Of the other major states that have regulated sports betting:

  • Illinois recorded $840m in handle and GGR of $48.3m, 
  • Michigan hit record handle and GGR of $500m and $58.8m, and
  • Ohio, the seventh most populated state in the country, also brought more festive cheer as it legalized online and retail sport betting and joined New York as one of the top 10 states to regulate the vertical. 

As ever, some caveats apply to these positive developments, notably:

  • the path to profitability for all sports betting operators, from the largest to the smallest, is far from certain, 
  • online casino is much more profitable, but regulated in just five states, and
  • there is no guarantee that it will be regulated in a large number of U.S. jurisdictions in the next few years. 

Startups line up 

The startup scene has also been a hive of activity in 2021 and, as the Vivid Seats-Betcha acquisition has shown, more startup M&A is highly likely.

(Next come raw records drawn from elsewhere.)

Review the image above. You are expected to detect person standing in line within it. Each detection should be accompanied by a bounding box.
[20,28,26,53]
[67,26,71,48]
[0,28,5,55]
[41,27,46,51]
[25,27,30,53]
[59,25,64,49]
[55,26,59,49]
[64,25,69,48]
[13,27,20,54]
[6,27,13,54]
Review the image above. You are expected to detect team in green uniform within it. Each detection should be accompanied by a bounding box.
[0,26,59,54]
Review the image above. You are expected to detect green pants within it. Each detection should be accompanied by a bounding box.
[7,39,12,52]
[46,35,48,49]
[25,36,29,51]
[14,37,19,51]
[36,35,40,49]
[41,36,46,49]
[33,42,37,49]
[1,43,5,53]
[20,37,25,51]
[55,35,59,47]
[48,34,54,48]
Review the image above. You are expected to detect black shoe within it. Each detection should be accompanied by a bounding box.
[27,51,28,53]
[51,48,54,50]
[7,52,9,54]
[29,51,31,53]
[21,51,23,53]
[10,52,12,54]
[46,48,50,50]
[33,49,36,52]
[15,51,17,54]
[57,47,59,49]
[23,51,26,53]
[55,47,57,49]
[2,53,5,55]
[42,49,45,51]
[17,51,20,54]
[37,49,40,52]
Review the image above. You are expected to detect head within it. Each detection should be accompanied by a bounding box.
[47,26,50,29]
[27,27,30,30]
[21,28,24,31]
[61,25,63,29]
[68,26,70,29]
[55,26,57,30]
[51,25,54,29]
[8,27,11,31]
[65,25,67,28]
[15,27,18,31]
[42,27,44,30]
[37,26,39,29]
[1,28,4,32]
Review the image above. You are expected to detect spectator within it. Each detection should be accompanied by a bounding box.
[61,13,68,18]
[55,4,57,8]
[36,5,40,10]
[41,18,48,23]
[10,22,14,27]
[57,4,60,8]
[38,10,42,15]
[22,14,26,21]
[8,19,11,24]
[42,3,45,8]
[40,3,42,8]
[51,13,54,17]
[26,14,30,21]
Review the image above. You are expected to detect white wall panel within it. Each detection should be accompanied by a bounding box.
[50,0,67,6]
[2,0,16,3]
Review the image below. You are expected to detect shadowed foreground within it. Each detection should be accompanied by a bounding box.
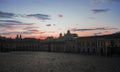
[0,52,120,72]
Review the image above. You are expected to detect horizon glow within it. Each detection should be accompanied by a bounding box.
[0,0,120,39]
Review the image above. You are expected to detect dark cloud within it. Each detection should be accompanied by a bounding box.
[108,0,120,2]
[94,32,103,36]
[0,23,33,29]
[46,24,51,26]
[0,31,33,35]
[0,20,22,23]
[88,17,96,20]
[27,14,50,20]
[0,11,15,18]
[91,9,110,13]
[23,26,39,30]
[58,14,63,17]
[71,27,117,31]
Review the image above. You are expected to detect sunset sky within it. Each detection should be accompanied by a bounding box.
[0,0,120,39]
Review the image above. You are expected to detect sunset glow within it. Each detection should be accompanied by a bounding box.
[0,0,120,39]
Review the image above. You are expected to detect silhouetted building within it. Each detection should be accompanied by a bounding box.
[0,30,120,56]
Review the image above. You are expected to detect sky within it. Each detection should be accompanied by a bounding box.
[0,0,120,39]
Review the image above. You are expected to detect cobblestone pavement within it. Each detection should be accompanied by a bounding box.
[0,52,120,72]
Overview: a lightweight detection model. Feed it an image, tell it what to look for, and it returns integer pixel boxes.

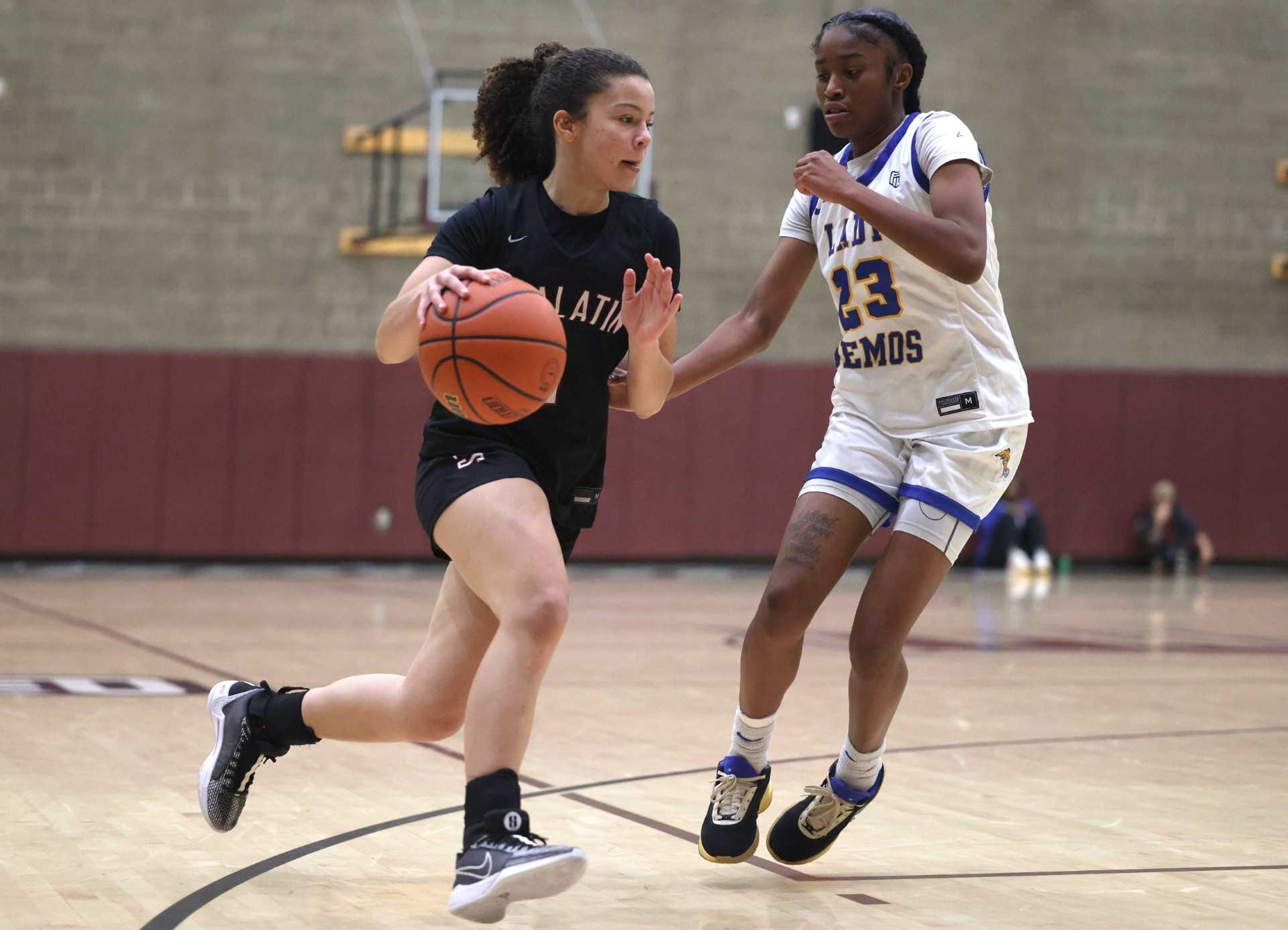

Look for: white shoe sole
[447,848,586,923]
[197,681,237,833]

Among those firms are AI content creator Narrativa, betting gamification specialist Rush Sports and ratings agency SharpRank. 

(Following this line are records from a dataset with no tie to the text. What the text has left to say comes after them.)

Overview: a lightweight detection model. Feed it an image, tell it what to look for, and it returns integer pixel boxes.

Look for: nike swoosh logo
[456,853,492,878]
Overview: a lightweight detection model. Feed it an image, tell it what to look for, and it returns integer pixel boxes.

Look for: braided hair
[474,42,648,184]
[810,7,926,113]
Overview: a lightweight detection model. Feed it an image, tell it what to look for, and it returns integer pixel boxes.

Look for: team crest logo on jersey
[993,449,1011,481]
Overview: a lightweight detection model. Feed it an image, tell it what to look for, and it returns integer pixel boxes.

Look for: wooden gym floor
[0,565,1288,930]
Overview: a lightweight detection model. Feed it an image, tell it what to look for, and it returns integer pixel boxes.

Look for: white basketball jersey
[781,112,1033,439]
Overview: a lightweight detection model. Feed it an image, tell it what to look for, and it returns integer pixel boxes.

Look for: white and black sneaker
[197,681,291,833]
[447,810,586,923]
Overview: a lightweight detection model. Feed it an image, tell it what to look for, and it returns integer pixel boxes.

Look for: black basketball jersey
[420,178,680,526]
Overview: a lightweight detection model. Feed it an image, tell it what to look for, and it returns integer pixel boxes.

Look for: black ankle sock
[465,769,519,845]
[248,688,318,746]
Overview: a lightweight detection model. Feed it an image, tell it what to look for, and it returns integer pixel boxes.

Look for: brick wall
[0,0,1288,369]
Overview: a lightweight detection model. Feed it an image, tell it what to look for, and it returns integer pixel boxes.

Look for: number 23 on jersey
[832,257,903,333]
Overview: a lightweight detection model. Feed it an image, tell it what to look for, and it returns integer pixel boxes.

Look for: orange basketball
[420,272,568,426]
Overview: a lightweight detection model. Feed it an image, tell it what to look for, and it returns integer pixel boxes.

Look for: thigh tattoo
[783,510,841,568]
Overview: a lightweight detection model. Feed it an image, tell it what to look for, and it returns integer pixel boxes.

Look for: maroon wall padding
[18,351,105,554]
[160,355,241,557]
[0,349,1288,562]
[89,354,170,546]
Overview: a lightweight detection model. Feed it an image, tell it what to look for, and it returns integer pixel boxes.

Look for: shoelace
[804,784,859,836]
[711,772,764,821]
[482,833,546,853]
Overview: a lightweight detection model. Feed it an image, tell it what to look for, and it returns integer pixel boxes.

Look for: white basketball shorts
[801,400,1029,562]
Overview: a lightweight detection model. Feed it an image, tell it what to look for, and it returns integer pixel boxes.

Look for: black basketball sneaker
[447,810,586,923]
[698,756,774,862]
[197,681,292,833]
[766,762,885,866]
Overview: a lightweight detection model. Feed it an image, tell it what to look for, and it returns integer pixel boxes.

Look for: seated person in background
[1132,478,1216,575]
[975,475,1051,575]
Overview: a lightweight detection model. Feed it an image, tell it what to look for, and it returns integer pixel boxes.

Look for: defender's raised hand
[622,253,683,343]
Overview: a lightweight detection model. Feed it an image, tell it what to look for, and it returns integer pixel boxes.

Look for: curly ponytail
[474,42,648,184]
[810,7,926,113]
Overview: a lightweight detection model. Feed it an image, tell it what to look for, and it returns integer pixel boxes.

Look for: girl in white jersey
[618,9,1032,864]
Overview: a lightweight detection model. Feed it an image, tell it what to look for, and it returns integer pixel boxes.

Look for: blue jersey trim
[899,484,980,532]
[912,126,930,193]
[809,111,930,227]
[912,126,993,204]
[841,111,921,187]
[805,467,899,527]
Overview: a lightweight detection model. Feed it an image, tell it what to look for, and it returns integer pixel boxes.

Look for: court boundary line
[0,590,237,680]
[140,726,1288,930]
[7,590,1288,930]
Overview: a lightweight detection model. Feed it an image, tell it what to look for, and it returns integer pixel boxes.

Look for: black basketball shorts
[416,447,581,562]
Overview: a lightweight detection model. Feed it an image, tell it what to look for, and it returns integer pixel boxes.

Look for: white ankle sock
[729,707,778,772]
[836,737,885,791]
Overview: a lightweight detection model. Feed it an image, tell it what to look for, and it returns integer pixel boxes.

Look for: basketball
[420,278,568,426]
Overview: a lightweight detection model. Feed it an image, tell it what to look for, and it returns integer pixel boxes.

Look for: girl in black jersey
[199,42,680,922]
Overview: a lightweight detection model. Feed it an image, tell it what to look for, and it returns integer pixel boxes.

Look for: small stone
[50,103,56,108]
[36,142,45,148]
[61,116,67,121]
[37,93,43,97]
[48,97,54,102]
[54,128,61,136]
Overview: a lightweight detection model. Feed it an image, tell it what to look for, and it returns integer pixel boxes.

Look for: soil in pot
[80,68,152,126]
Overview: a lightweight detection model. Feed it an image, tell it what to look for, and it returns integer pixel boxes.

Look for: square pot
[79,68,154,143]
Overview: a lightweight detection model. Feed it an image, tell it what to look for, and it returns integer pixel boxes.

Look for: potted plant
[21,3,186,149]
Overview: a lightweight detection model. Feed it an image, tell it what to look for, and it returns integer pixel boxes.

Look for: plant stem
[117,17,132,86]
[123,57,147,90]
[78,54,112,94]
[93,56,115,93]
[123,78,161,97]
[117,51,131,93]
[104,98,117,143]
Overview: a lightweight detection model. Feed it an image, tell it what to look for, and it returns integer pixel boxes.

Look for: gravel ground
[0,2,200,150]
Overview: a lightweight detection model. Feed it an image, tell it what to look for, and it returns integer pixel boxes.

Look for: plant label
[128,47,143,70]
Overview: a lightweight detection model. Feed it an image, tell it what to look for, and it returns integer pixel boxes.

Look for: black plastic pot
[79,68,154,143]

Narrativa president Jennifer Bittinger says competition for players is so fierce currently that “the need to attract and engage new players is acute” and, in a line that might send a few shivers down some journalists’ spines, Narrativa’s AI-powered sports betting content enables operators to benefit from content “at a fraction of the time and cost it would take a human to produce”. 

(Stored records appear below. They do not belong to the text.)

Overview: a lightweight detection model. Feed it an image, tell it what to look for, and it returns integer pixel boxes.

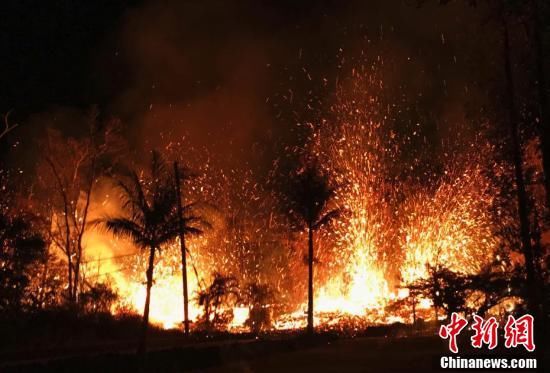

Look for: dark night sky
[0,0,506,169]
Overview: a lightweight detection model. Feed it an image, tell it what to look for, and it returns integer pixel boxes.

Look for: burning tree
[197,272,240,330]
[38,111,121,304]
[101,152,208,353]
[287,161,340,334]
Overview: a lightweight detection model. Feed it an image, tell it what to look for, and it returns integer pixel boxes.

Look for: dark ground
[0,335,548,373]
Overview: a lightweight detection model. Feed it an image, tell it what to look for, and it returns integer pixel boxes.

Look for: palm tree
[288,161,340,334]
[101,152,202,353]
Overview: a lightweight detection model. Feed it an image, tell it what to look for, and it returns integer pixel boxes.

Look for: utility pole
[174,161,189,336]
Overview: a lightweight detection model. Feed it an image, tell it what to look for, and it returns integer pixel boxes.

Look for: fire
[78,67,508,330]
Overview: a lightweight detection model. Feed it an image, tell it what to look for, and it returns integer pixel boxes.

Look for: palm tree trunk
[532,0,550,208]
[174,162,189,336]
[307,225,313,334]
[503,20,538,312]
[137,246,156,354]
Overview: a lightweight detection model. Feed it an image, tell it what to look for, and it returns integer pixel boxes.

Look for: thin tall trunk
[532,0,550,209]
[174,161,189,336]
[46,158,75,302]
[73,158,95,301]
[503,20,537,311]
[137,246,156,354]
[307,225,313,334]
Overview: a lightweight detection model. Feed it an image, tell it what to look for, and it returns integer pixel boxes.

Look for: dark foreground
[0,335,548,373]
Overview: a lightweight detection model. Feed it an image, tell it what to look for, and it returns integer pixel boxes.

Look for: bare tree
[38,111,120,304]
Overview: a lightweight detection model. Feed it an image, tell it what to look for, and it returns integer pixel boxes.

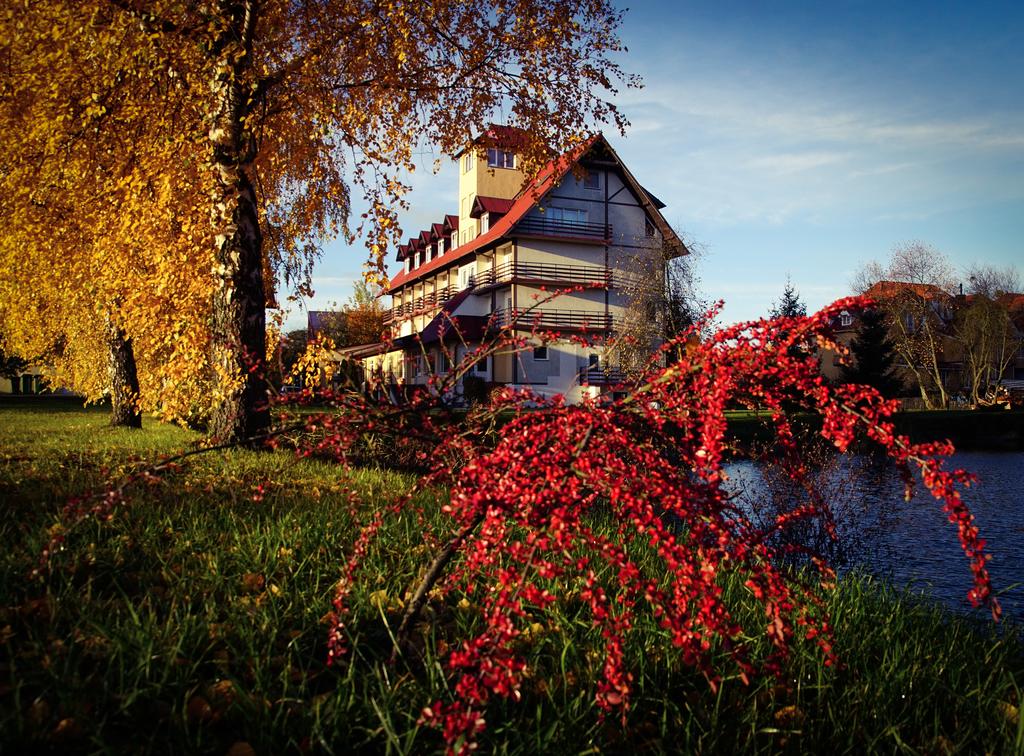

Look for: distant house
[357,127,688,401]
[821,281,1024,393]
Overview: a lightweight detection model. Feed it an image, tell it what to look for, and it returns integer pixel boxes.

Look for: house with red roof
[360,127,688,401]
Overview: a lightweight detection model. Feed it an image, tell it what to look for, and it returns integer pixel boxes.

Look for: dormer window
[487,148,515,168]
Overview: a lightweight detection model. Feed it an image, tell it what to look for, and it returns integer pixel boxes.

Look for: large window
[487,148,515,168]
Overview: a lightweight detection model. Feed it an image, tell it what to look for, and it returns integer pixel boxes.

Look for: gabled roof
[864,281,949,300]
[455,123,529,159]
[386,134,689,294]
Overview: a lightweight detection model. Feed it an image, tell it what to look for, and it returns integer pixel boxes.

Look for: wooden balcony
[384,286,459,324]
[472,262,613,293]
[577,368,626,386]
[515,216,611,244]
[494,308,614,333]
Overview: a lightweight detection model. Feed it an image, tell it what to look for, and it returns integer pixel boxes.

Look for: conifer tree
[770,276,807,320]
[841,308,903,398]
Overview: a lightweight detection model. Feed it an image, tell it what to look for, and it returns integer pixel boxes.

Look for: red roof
[387,136,598,294]
[455,123,529,158]
[864,281,949,300]
[385,134,689,294]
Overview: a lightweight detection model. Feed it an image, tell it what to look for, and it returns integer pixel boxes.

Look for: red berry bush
[315,299,999,752]
[44,298,999,752]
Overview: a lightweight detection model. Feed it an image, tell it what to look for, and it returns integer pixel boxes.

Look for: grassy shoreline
[0,407,1024,756]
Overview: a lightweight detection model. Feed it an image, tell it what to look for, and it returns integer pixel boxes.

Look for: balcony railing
[515,216,611,241]
[494,308,614,331]
[384,286,459,323]
[577,368,626,386]
[472,262,612,289]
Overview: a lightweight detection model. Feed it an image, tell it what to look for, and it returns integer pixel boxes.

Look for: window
[487,148,515,168]
[544,207,587,223]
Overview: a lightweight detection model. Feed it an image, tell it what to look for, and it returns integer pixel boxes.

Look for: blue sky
[288,1,1024,328]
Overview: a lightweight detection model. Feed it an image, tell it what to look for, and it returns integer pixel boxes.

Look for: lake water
[726,452,1024,623]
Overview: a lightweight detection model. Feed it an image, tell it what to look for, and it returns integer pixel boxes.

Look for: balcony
[494,308,614,332]
[577,368,626,386]
[384,286,459,324]
[472,262,613,293]
[515,216,611,244]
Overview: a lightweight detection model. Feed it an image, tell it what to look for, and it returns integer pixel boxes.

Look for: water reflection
[726,452,1024,622]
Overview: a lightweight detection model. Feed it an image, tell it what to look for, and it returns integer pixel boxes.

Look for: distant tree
[601,235,708,377]
[768,276,814,356]
[769,276,807,320]
[952,265,1024,407]
[0,0,637,443]
[281,329,309,382]
[854,242,954,409]
[841,307,903,398]
[336,281,384,346]
[0,348,29,393]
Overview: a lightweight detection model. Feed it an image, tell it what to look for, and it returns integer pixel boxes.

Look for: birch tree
[0,0,635,440]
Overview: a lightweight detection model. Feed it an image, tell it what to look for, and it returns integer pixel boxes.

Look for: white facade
[367,131,687,402]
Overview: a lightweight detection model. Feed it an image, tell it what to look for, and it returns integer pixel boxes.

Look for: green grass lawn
[0,403,1024,756]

To be fair, Narrativa’s content applies to specific types of operator content and its mission, says Bittinger, is to lower “acquisition costs, increase retention, and foster reactivation to improve lifetime values”. 

In my previous column, I (somewhat) bemoaned the fact that U.S. sports betting was heading towards an oversimplified, binary form of live micro-bets and mentioned Rush Sports CEO Tomash Devenishek’s comments on the Tik-Tok-ification of sports betting’

However, Devenishek says that in order to attract casual players, the stated aim of all the major brands, betting should be enjoyed and not be about problem-solving. “Having hundreds of lines and things to bet on isn’t actually good for a casual audience,” he says. 

He also pointed out that those simple bets are the ones many U.S. sports fans want, “because they have grown up using Instagram and Tik-Tok as their sources of entertainment and the only skill required there is to scroll up”.

SharpRank describes itself as the ratings agency for sports personalities and algorithms, and CEO Chris Adams says he wants his company to be “the standard for transparency and eventually enable sports betting to become an asset class”. In the U.S., the convergence of “media and sports betting is a major differentiator” when compared to more mature markets in Europe. Adams says SharpRank is “a critical tool in bringing transparency to the huge amount of content and media that covers U.S. sports betting”. 

Crypto entry into OSB 

And finally, cryptocurrency exchange giant FTX may not have succeeded in acquiring New Jersey-licensed sportsbook PlayUp, but as those firms splash the cash with sports sponsorships and crypto partnerships, it’s only a matter of time before either FTX, Crypto.com or Coinbase make their entry onto the B2C betting scene with a sportsbook buyout in the next 12 months. 

Wishing all CDC Igaming Focus readers happy holidays — see you in 2022!